Save parameters: Record alpha, seeds, network sizes
Archive networks: Save GRN/receptor_grn DataFrames
# Save complete configuration
import json
config = {
'recon_version': '0.1.0',
'alpha': 0.8,
'seeds': seeds,
'graph_types': {'GRN': '01', 'Receptor': '01'},
'n_genes': len(celltype.multiplexes['GRN'])
}
with open('recon_config.json', 'w') as f:
json.dump(config, f, indent=2)
Performance & Scalability¶
How long does ReCoN take?¶
GRN inference (slowest):
GRNBoost2: 10-60 minutes for 5000 genes
ATAC motif scanning: 1-10 hours depending on peak count
RWR computation (fast):
Single celltype: Seconds to minutes
Multicellular (3-5 celltypes): 1-5 minutes
Tips for speed:
Pre-compute GRN once, reuse for multiple seed sets
Limit GRN to top expressed genes (2000-5000)
Use sparse matrices (automatically handled)
Memory requirements?¶
Minimal: ~2 GB for small networks (<1000 genes)
Typical: 4-8 GB for realistic scRNA-seq data
Large: 16+ GB for 10+ cell types with full GRNs
Reduce memory by:
Filtering low-expressed genes before GRN inference
Using fewer celltypes in multicellular models
Clearing intermediate results:
del results
Can I parallelize ReCoN?¶
GRN inference: Parallel by default (set
n_cpuparameter)RWR computation: Single-threaded (already very fast)

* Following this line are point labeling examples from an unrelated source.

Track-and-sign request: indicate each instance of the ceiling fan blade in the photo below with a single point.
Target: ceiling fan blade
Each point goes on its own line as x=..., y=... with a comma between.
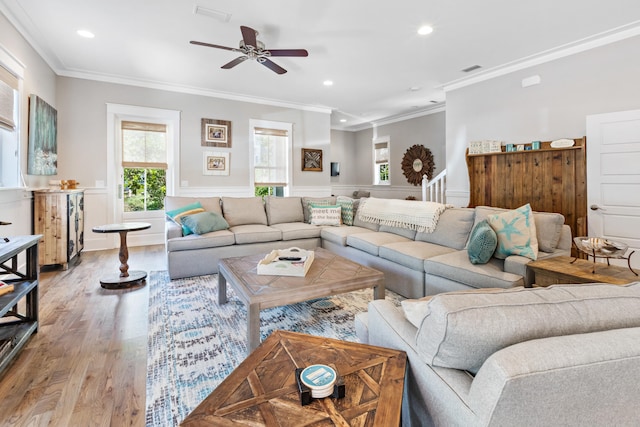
x=273, y=66
x=249, y=36
x=234, y=62
x=212, y=45
x=288, y=52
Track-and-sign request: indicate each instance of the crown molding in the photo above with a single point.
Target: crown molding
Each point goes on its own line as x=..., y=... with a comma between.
x=432, y=109
x=587, y=43
x=149, y=84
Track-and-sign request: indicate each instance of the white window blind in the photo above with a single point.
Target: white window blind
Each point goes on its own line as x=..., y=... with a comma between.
x=144, y=145
x=8, y=88
x=270, y=157
x=381, y=152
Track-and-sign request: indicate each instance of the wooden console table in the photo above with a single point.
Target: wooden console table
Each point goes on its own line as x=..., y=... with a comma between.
x=19, y=318
x=556, y=270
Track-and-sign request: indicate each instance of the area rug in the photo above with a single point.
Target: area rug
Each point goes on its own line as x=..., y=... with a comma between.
x=194, y=343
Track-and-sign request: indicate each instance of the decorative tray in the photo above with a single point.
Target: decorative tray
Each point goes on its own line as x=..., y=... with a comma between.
x=599, y=247
x=286, y=262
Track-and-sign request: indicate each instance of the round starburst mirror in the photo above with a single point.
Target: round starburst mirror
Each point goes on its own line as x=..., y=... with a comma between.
x=417, y=161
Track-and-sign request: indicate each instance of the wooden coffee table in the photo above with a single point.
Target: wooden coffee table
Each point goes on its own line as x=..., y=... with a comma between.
x=329, y=274
x=563, y=269
x=262, y=389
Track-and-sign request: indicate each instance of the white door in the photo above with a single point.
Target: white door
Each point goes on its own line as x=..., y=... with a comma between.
x=613, y=179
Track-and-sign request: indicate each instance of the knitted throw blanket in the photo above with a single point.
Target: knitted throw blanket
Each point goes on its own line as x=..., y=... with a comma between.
x=411, y=214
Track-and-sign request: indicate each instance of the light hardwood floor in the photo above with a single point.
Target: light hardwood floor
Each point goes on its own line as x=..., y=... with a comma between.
x=86, y=365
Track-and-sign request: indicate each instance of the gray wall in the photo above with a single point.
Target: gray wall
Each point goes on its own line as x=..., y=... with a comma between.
x=601, y=80
x=427, y=130
x=83, y=120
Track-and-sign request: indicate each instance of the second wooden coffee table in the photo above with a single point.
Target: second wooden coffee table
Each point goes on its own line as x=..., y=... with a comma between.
x=329, y=274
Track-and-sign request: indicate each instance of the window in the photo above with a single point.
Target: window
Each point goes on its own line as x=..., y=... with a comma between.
x=271, y=158
x=9, y=138
x=144, y=162
x=381, y=161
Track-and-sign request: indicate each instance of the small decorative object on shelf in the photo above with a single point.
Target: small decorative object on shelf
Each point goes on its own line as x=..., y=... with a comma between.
x=599, y=247
x=5, y=288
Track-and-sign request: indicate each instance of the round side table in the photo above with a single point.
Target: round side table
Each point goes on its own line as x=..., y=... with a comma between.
x=126, y=278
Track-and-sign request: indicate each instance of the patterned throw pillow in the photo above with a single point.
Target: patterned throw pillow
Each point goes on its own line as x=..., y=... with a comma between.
x=176, y=215
x=516, y=231
x=325, y=215
x=482, y=243
x=346, y=204
x=204, y=222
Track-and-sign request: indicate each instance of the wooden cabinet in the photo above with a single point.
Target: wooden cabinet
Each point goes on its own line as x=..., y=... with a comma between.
x=59, y=216
x=549, y=179
x=19, y=308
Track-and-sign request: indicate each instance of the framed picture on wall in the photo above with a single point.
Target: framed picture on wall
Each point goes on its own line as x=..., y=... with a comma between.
x=311, y=160
x=216, y=133
x=214, y=163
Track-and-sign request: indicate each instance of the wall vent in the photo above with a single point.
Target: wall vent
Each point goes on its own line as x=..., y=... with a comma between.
x=472, y=68
x=212, y=13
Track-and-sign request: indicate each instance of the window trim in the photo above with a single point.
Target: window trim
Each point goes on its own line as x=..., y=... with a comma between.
x=376, y=163
x=268, y=124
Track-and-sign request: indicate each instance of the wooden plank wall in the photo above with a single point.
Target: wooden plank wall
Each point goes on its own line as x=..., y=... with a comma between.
x=550, y=179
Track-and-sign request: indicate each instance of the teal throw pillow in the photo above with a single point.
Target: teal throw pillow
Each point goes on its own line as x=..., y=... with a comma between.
x=516, y=231
x=325, y=215
x=205, y=222
x=482, y=243
x=346, y=205
x=176, y=215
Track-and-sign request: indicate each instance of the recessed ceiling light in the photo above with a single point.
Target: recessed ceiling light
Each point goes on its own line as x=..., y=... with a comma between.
x=424, y=30
x=86, y=34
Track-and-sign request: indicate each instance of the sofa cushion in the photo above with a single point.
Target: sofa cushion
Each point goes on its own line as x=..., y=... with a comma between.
x=461, y=330
x=283, y=209
x=326, y=215
x=400, y=231
x=297, y=230
x=339, y=235
x=516, y=231
x=209, y=204
x=318, y=201
x=347, y=209
x=255, y=233
x=456, y=266
x=210, y=240
x=411, y=254
x=244, y=210
x=452, y=230
x=371, y=242
x=177, y=214
x=205, y=222
x=482, y=243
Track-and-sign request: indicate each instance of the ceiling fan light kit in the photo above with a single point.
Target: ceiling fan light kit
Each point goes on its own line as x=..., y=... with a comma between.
x=252, y=48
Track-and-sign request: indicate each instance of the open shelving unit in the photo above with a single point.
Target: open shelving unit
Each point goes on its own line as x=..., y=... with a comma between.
x=19, y=308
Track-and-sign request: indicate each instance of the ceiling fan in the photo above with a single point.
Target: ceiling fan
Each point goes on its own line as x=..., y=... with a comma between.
x=252, y=48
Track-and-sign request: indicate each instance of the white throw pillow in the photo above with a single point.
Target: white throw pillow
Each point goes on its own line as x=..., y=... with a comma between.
x=326, y=215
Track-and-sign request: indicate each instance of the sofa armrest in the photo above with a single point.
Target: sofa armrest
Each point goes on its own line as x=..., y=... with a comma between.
x=581, y=379
x=172, y=230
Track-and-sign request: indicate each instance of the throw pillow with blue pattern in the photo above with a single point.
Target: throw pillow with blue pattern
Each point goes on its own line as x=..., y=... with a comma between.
x=516, y=231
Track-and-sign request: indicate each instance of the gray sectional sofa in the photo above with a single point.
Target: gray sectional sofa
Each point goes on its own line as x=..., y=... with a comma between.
x=415, y=263
x=565, y=355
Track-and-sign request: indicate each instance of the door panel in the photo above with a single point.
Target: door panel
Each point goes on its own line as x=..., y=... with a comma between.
x=613, y=177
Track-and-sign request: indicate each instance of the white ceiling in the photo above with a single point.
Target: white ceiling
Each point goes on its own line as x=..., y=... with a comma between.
x=370, y=49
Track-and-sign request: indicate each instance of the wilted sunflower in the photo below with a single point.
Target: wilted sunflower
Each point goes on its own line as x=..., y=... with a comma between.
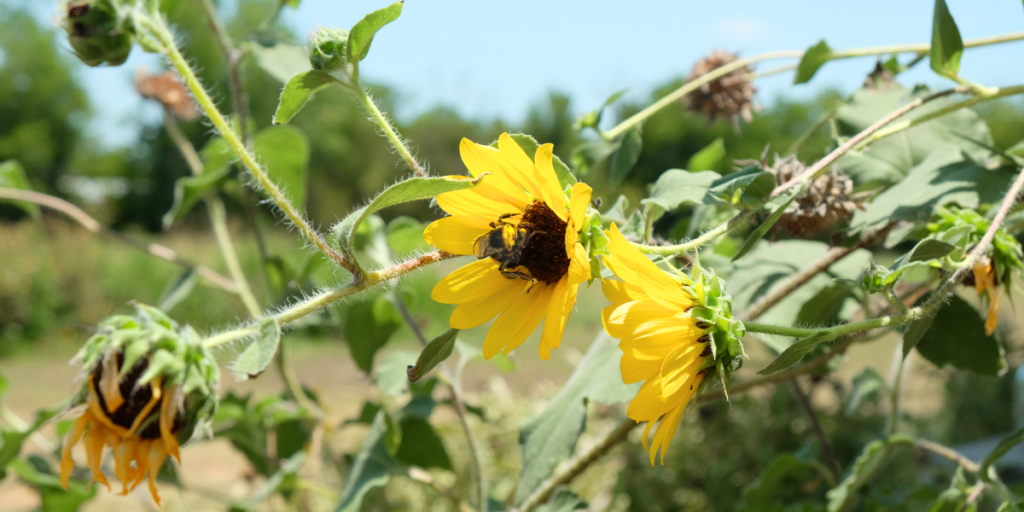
x=147, y=385
x=543, y=261
x=662, y=344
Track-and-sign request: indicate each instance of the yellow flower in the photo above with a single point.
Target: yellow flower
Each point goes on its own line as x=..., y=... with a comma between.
x=525, y=194
x=984, y=280
x=125, y=418
x=662, y=344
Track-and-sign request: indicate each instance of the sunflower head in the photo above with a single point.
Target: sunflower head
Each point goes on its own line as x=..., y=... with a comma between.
x=147, y=384
x=99, y=31
x=327, y=49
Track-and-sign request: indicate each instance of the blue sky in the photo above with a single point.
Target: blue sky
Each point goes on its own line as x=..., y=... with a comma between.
x=491, y=59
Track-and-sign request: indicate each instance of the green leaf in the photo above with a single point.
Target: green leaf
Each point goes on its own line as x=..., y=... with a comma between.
x=402, y=192
x=288, y=468
x=371, y=469
x=259, y=353
x=564, y=500
x=190, y=189
x=178, y=289
x=867, y=383
x=676, y=187
x=813, y=58
x=284, y=151
x=297, y=91
x=529, y=145
x=550, y=436
x=943, y=178
x=421, y=445
x=12, y=176
x=369, y=326
x=767, y=224
x=434, y=353
x=363, y=32
x=283, y=61
x=891, y=159
x=626, y=156
x=946, y=43
x=945, y=343
x=711, y=158
x=795, y=352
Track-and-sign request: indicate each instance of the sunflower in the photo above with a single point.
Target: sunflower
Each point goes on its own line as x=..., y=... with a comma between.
x=662, y=344
x=984, y=281
x=536, y=281
x=138, y=422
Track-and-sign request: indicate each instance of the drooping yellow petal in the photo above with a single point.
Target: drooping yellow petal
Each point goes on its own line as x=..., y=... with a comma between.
x=74, y=436
x=472, y=204
x=549, y=181
x=456, y=235
x=476, y=281
x=470, y=314
x=579, y=203
x=515, y=325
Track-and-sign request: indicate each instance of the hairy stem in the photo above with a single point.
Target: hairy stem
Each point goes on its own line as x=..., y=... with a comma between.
x=388, y=130
x=162, y=35
x=93, y=225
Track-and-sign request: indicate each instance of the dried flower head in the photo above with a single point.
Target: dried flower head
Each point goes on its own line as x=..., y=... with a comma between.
x=730, y=96
x=169, y=91
x=826, y=202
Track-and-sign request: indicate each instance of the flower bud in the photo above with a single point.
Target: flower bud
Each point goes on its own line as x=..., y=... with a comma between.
x=99, y=31
x=147, y=384
x=327, y=49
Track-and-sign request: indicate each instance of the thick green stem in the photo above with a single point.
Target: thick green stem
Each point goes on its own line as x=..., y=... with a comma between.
x=389, y=131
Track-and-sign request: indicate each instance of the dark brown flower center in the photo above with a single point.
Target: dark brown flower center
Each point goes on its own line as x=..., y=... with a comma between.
x=545, y=255
x=135, y=400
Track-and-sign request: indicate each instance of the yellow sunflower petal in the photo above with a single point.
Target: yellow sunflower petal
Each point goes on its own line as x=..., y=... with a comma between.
x=555, y=318
x=579, y=203
x=551, y=190
x=473, y=282
x=579, y=265
x=470, y=314
x=456, y=235
x=518, y=322
x=74, y=436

Multiple conditions: Run in parallel with multiprocessing
from multiprocessing import Pool
def run_recon(seed_set):
return celltype.Multixrank(seeds=seed_set, alpha=0.8)
with Pool(4) as p:
results = p.map(run_recon, [seeds1, seeds2, seeds3, seeds4])
Getting Help¶
Where to find more information?¶
Documentation: https://recon.readthedocs.io
GitHub Issues: https://github.com/cantinilab/recon/issues
Examples: See notebooks in
docs/source/recon_examples/Paper: [Add citation when published]
How to report bugs?¶
Open a GitHub issue with:
Python/package versions:
pip list | grep reconMinimal example: Code that reproduces the error
Error message: Full traceback
Expected behavior: What should happen instead
# Get version info for bug report
python -c "import recon; print(recon.__version__)"
python --version
pip list | grep -E "recon|scanpy|numpy|pandas"
Contributing¶
ReCoN is open source (GPL-3.0 license). Contributions welcome:
Code: Submit pull requests on GitHub
Documentation: Fix typos, add examples
Testing: Report issues, suggest improvements
Citations: Cite ReCoN in your publications
License: GPL-3.0 allows free use, modification, and distribution, but derivative works must also be open source.